Nicht einfach lesbar, aber immerhin sehr charmant präsentiert sich das zweieinhalb Stunden lange Video «Sleeper» von 2004, das Wallinger in der Berliner Nationalgalerie gedreht hat. Zehn Nächte verbrachte der in ein Bärenkostüm gekleidete Künstler in den Räumen dieser 1967 von Mies van der Rohe errichteten Architekturikone der Moderne. Durch die Glaswände nimmt der Bär immer wieder Kontakt mit PassantInnen auf, legt sich zwischendurch mal hin, sitzt einsam an eine Wand gelehnt oder tappt orientierungslos durch die weiten Räume. Der Gegensatz zwischen Natur und Kultur drängt sich natürlich auf, oder auch der zwischen Kunst und Kitsch, vor allem wenn man weiss, dass Berlins Innenstadt in jenem Jahr, wie ein Jahr später in Zürich, von einem Heer von Kommerzbären heimgesucht wurde.

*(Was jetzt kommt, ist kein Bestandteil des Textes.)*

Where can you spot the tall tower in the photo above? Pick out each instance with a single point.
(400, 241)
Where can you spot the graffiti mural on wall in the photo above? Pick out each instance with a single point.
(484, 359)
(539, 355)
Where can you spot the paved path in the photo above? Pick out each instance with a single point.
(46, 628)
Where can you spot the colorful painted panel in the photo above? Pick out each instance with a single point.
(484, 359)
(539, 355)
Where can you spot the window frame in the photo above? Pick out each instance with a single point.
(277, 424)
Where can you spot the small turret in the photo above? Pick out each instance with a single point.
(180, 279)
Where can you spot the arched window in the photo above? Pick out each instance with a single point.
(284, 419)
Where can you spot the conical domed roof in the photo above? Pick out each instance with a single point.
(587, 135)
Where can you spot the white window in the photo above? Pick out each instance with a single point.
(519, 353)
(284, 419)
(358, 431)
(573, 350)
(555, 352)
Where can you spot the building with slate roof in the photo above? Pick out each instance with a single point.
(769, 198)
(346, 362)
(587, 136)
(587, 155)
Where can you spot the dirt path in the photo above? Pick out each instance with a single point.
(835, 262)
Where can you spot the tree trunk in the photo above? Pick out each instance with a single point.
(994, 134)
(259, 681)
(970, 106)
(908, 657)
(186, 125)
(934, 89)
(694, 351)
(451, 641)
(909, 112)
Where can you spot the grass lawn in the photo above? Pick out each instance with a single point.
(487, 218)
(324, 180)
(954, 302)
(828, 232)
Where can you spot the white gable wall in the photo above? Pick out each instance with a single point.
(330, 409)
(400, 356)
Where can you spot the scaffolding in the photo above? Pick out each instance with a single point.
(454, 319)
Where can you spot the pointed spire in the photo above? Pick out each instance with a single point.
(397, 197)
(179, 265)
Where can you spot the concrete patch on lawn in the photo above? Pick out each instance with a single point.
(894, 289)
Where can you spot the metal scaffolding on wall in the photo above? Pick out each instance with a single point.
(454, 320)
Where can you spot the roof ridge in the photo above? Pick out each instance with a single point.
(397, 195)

Wer sich Zeit nimmt und der Fantasie freien Lauf lässt oder aber eifrig das in der Ausstellung aufliegende Informationsbulletin liest, kann hier einen Künstler kennenlernen, der sich sehr ernsthaft mit gesellschaftlichen und religiösen Fragen beschäftigt. Sie oder er riskiert aber auch, vor der Fülle sich überlappender Querbezüge zu resignieren. Symptomatisch für diese Tendenz zur Überdosis ist die im Untergeschoss ausgestellte «Underworld» von 2004: Aus einer Vielzahl kreisförmig angeordneter Bildschirme ertönt eine in 21 Sequenzen zerlegte Aufführung von Giuseppe Verdis «Requiem», alle Teile werden gleichzeitig wiedergegeben. Ein visueller und vor allem akustischer Höllenspektakel, an der Grenze des Aushaltbaren. Das ist vielleicht auch ein Symbol für die mediale Überflutung, der wir tagtäglich ausgesetzt sind.